ADR-400: Operative RBAC and Endpoint Security Baseline

Context

The authentication and authorization design of this platform accreted across nine legacy-numbered ADRs (ADR-402, 027, 028, 031, 054, 060, 062, 074, 082) and a long chain of SQL migrations. Over time the documents drifted from the implementation. Most of the governing ADRs were never accepted — ADR-402, 028, 060, and 074 are still Proposed, ADR-403 is Superseded — yet the system shipped a concrete RBAC model seeded by migrations and enforced by Python code that quietly overran what those proposals describe.
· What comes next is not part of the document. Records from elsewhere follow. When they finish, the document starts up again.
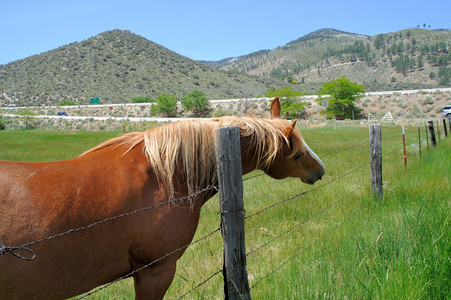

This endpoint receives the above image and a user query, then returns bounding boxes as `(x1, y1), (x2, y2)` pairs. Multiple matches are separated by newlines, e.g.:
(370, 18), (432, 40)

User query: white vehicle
(441, 106), (451, 119)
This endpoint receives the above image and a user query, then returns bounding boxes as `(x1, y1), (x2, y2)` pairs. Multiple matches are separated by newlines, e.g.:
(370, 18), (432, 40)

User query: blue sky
(1, 0), (450, 65)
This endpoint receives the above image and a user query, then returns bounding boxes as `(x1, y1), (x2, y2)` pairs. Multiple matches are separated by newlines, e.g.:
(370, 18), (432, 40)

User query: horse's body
(0, 99), (324, 299)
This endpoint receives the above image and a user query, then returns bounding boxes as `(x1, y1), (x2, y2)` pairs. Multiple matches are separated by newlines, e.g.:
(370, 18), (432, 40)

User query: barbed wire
(177, 128), (443, 297)
(243, 173), (264, 182)
(3, 123), (436, 298)
(247, 182), (368, 257)
(76, 227), (221, 299)
(381, 133), (402, 141)
(250, 202), (369, 290)
(178, 141), (393, 299)
(383, 147), (402, 158)
(177, 269), (223, 299)
(245, 162), (369, 220)
(249, 156), (405, 290)
(320, 139), (369, 158)
(0, 185), (219, 260)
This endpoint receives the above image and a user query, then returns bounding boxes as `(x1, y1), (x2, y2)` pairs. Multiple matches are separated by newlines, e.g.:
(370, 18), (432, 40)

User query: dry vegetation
(1, 90), (450, 131)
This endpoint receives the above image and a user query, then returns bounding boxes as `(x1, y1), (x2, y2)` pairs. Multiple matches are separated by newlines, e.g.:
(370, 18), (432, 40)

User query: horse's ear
(287, 120), (297, 138)
(270, 97), (281, 119)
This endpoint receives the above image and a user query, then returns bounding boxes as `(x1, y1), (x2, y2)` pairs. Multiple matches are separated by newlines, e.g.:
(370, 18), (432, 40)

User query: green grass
(1, 126), (449, 299)
(0, 130), (121, 161)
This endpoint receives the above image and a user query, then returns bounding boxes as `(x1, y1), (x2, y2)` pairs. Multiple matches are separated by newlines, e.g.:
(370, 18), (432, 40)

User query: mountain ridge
(0, 30), (284, 106)
(0, 28), (449, 107)
(214, 28), (450, 91)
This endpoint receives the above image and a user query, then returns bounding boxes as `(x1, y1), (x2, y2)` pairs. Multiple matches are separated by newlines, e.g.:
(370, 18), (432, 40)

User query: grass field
(0, 125), (449, 299)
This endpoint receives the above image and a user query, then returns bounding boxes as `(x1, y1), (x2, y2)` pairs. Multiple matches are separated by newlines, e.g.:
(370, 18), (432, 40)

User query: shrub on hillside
(180, 90), (209, 116)
(150, 93), (178, 117)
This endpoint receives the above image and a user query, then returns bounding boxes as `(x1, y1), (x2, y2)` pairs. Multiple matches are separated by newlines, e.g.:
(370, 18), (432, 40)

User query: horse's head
(263, 97), (325, 184)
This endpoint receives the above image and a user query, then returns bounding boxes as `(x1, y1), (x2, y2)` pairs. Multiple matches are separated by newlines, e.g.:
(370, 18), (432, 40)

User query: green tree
(438, 67), (450, 85)
(59, 99), (76, 106)
(0, 118), (5, 130)
(317, 76), (365, 120)
(180, 90), (209, 116)
(150, 93), (178, 117)
(265, 86), (306, 119)
(373, 34), (385, 49)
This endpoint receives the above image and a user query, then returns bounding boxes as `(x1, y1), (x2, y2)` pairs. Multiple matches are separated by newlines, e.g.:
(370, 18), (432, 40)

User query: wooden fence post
(427, 121), (437, 147)
(402, 125), (407, 170)
(215, 126), (251, 300)
(443, 119), (448, 138)
(436, 120), (441, 142)
(369, 124), (383, 199)
(418, 122), (422, 158)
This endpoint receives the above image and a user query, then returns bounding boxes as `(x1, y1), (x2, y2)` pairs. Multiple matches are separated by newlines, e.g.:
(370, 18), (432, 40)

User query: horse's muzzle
(302, 168), (325, 185)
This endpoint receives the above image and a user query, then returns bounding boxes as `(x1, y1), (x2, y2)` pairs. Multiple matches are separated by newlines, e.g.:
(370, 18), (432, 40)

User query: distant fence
(1, 118), (449, 299)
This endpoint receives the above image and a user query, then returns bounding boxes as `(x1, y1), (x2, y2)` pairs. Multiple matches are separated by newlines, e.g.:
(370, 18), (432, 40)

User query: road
(2, 87), (450, 123)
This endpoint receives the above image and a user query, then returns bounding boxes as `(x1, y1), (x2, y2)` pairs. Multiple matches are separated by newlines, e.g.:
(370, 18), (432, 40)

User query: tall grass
(0, 126), (449, 299)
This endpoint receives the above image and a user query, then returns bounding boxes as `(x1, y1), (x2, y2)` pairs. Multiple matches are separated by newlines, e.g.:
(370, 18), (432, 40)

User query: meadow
(0, 124), (449, 299)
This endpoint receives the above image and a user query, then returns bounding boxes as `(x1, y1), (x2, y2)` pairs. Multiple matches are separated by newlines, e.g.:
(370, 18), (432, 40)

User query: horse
(0, 98), (325, 299)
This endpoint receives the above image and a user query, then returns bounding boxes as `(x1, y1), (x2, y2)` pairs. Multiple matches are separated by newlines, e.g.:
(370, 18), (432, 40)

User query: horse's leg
(133, 258), (177, 300)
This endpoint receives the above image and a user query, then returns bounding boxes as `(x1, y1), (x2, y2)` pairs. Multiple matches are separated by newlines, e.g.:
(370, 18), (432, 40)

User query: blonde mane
(82, 116), (304, 198)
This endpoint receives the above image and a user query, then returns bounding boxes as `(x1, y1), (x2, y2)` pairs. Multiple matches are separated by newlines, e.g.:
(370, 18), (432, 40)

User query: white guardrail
(1, 88), (450, 123)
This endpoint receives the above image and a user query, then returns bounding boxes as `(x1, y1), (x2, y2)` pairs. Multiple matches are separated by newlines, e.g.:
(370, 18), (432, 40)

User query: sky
(1, 0), (450, 65)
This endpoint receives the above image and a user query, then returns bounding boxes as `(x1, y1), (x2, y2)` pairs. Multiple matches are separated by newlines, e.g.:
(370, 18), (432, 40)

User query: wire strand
(245, 162), (369, 220)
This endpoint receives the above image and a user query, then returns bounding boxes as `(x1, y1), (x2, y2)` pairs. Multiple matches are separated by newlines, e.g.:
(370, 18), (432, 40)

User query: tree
(317, 76), (365, 120)
(150, 93), (178, 117)
(180, 90), (209, 116)
(265, 86), (306, 119)
(0, 118), (5, 130)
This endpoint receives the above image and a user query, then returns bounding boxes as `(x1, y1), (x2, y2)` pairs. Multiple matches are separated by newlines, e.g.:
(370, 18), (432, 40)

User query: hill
(216, 28), (451, 91)
(0, 30), (284, 106)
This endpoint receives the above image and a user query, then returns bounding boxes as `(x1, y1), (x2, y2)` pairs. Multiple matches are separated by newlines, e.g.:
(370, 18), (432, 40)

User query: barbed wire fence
(176, 120), (446, 298)
(1, 119), (448, 299)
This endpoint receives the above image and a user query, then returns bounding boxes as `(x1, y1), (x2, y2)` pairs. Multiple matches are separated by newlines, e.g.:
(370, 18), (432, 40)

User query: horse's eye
(294, 153), (304, 160)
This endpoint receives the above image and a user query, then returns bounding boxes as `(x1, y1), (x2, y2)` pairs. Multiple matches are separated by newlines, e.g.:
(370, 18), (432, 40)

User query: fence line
(1, 185), (219, 261)
(245, 163), (368, 220)
(248, 156), (403, 290)
(250, 202), (369, 290)
(149, 122), (444, 297)
(2, 121), (445, 299)
(320, 139), (368, 157)
(76, 227), (221, 299)
(244, 123), (428, 293)
(178, 270), (223, 299)
(247, 182), (368, 257)
(181, 128), (403, 298)
(243, 172), (265, 182)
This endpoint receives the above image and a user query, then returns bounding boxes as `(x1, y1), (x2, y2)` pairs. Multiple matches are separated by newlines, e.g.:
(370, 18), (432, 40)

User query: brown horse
(0, 98), (324, 299)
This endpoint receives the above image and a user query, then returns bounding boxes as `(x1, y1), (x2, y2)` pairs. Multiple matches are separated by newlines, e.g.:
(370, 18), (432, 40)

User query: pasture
(0, 125), (449, 299)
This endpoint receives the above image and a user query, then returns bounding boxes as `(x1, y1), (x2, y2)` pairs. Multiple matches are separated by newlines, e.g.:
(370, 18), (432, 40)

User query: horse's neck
(239, 137), (264, 175)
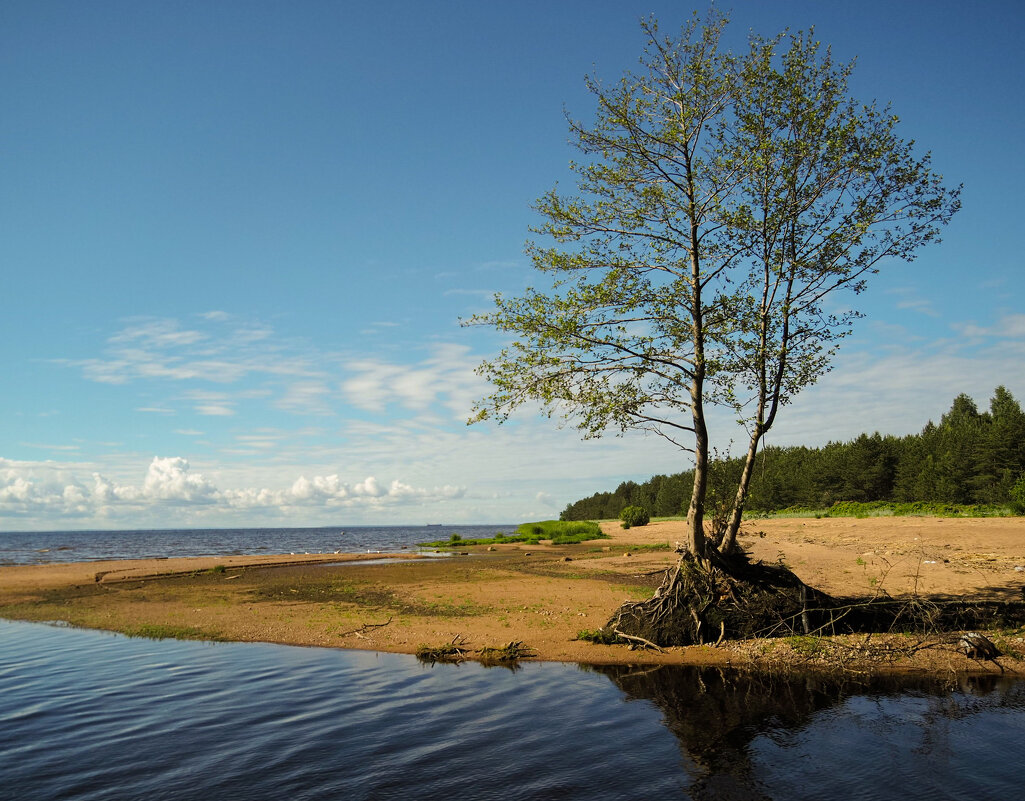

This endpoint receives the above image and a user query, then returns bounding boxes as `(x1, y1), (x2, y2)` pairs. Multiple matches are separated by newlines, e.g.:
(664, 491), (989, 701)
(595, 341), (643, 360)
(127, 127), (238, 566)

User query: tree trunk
(687, 411), (709, 559)
(720, 427), (761, 553)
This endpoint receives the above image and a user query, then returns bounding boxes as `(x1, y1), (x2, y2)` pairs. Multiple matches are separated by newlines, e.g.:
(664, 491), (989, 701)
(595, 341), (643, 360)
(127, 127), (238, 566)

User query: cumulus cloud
(0, 456), (466, 526)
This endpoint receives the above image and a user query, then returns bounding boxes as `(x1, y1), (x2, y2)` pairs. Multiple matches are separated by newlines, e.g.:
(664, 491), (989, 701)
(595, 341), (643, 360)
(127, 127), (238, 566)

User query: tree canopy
(469, 12), (960, 557)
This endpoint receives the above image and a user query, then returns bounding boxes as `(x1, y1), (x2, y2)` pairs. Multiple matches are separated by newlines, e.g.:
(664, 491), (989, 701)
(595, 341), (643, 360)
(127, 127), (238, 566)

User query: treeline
(561, 387), (1025, 520)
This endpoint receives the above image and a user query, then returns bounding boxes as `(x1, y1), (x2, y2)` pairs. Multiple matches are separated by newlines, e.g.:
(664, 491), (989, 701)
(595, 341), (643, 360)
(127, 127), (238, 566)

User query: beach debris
(415, 635), (473, 664)
(477, 641), (536, 663)
(339, 617), (393, 639)
(415, 637), (536, 665)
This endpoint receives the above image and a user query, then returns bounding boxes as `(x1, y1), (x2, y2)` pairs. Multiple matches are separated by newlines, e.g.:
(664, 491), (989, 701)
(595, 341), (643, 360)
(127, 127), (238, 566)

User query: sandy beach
(3, 516), (1025, 674)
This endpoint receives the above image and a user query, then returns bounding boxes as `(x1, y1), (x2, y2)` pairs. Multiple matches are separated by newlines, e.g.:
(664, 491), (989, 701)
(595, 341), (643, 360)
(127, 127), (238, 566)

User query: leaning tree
(469, 12), (959, 620)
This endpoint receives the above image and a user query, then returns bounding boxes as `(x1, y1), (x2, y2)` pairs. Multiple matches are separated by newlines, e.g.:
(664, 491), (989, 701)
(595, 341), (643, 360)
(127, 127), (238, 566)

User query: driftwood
(415, 635), (474, 663)
(338, 617), (393, 638)
(416, 637), (537, 665)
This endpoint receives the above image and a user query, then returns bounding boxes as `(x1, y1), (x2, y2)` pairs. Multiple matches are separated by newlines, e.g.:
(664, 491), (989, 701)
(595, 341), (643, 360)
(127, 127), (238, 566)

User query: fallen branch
(477, 641), (536, 661)
(611, 627), (665, 653)
(416, 635), (473, 664)
(339, 617), (393, 638)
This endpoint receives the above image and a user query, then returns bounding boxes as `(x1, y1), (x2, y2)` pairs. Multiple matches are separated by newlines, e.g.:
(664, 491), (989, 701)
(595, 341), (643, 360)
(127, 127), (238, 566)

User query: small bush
(576, 628), (624, 645)
(619, 505), (650, 527)
(449, 533), (462, 542)
(1011, 474), (1025, 515)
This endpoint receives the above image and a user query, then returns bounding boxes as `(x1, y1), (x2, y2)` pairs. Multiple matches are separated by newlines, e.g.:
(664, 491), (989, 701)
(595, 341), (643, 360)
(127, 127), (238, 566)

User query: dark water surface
(0, 525), (511, 565)
(2, 621), (1024, 800)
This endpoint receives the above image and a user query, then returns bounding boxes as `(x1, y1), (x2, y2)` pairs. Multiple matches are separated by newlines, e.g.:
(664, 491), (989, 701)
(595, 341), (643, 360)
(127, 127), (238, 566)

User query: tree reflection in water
(587, 664), (1025, 800)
The 2026-05-28 endpoint security audit (docs/security/endpoint-security-audit-2026-05-28.md), performed ahead of exposing the platform on the open internet, reconstructed the operative model from the SQL migration chain and the enforcement code (treating the ADRs only as a cross-check) and confirmed six material divergences:

  1. ADR-407 documents three security levels enforced via require_role("admin"). In reality require_role checks only the primary_role string with no hierarchy — require_role("admin") would reject the seeded default admin (upgraded to platform_admin by migration 038). The live mechanism is require_permission against seeded grants with check-time parent_role inheritance.
  2. ADR-409 implies the admin/platform_admin split removed critical operations from admin. Migrations 037/040/057 re-granted backups:restore, full graph CRUD, and workers:manage back to admin.
  3. ADR-403/074 state user creation is admin-gated. In reality POST /auth/register is public and writes a client-supplied role (the validator permits platform_admin).
  4. ADR-406 is mostly accurate (legacy login + API-key auth removed) but residual dead surfaces remain (get_api_key_user() queries a dropped table; OAuth2PasswordBearer still advertises tokenUrl=/auth/login).
  5. ADR-404 presents kg_auth.has_permission() as the canonical, hierarchy-aware check. The SQL function ignores primary_role and does not walk parent_role; the authoritative path is the Python PermissionChecker.
  6. ADR-404 describes a jobs resource with read/write/approve/delete. Migration 041 re-registered jobs as read/cancel/delete and orphaned the baseline jobs:write/approve grants; the baseline roles/resources resources were superseded by the rbac resource.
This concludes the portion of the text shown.